Le risque cardiovasculaire se construit dans le temps
Avant la ménopause, le risque absolu d’événement cardiovasculaire reste souvent faible. Cela n’empêche pas d’identifier tôt les facteurs modifiables : pression artérielle, lipides, glycémie, tabac, sommeil et activité physique.
Le rythme de surveillance dépend des résultats initiaux, de l’âge, des antécédents et des autres facteurs de risque. Un bilan ne doit pas être vendu comme une photographie définitive de la santé.
Apnée du sommeil : quels symptômes évoquer ?
Les recommandations proposent de rechercher des ronflements associés à un réveil non réparateur, une somnolence diurne ou une fatigue. Ces symptômes peuvent aussi avoir de nombreuses autres causes.
Un questionnaire aide à repérer un risque, mais seul un examen du sommeil permet de poser le diagnostic. Le pneumologue ou un centre du sommeil intervient lorsque l’évaluation l’indique.
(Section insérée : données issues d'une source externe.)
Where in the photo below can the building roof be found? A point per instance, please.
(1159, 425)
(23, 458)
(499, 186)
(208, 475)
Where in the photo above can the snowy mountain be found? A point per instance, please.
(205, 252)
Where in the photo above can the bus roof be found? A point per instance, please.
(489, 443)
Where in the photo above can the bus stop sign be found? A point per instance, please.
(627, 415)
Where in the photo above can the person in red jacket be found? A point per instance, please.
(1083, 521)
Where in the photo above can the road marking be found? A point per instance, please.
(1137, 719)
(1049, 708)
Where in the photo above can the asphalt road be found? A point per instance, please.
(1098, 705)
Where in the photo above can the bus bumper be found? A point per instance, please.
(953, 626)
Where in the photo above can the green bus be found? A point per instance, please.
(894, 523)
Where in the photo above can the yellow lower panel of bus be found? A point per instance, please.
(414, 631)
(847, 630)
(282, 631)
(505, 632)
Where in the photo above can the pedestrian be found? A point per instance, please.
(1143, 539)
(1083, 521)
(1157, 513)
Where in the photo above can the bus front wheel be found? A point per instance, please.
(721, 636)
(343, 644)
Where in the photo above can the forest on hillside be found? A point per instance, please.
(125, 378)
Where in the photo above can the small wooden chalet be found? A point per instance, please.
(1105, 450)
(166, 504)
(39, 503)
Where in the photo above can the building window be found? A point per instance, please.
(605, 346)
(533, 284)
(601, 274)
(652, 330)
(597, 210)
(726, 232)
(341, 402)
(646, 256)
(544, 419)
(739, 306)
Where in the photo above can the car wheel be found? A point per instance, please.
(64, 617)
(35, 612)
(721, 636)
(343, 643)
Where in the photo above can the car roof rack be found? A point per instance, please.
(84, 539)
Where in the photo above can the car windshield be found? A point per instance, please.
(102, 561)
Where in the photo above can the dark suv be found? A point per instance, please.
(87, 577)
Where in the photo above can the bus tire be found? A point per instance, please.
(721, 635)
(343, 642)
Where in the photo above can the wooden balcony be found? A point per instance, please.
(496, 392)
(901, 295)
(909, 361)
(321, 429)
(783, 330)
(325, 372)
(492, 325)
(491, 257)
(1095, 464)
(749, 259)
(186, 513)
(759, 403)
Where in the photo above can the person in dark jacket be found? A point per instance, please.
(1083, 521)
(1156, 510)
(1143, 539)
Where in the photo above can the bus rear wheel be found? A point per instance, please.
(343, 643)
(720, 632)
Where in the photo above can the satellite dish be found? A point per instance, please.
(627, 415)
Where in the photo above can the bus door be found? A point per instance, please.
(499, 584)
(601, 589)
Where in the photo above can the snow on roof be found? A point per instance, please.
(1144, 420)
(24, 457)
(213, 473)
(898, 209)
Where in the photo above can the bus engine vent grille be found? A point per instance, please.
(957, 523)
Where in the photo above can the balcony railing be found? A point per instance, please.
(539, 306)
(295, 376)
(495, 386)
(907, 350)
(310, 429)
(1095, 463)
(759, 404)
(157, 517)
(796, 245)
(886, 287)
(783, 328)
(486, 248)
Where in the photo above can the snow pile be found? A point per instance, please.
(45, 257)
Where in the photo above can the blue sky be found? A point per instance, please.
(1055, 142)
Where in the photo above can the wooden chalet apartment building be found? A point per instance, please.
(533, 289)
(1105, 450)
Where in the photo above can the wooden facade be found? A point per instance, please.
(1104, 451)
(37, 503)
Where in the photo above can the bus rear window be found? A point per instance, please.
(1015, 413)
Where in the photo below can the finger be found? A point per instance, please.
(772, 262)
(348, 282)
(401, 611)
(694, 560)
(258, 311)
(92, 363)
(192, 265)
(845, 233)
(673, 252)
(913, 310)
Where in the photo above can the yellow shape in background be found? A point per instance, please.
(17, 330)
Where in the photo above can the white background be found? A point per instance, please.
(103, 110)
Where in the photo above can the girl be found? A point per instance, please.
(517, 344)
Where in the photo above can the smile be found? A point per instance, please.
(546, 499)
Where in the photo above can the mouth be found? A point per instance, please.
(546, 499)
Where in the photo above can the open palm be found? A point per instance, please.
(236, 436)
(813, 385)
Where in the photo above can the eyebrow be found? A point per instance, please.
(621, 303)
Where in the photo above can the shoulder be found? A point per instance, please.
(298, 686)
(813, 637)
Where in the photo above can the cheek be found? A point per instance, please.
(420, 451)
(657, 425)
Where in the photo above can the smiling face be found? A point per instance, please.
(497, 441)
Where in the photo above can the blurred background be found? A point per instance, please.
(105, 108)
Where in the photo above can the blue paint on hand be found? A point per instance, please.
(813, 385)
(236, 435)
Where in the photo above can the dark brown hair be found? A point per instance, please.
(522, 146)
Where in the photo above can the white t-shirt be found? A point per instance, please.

Pourquoi le poids ne doit pas être le seul filtre
L’apnée obstructive du sommeil et les anomalies glycémiques sont plus fréquentes dans le SMOP même en tenant compte de l’IMC. Écarter une plainte parce que la personne n’est pas en surpoids peut retarder une prise en charge.
À l’inverse, un poids élevé ne signifie pas automatiquement apnée, diabète ou maladie cardiovasculaire. Les symptômes et les mesures objectives comptent.
Qui coordonne quoi ?
Le médecin traitant et le gynécologue peuvent repérer les facteurs de risque. Un cardiologue intervient si le contexte ou les résultats le justifient ; un pneumologue ou un médecin du sommeil explore une suspicion d’apnée.
Le bénéfice d’un parcours coordonné est de transmettre les informations utiles entre professionnels, sans multiplier les consultations inutiles.
Information médicale
Cet article informe sans diagnostiquer. Les examens et traitements dépendent de votre situation et doivent être discutés avec un professionnel de santé.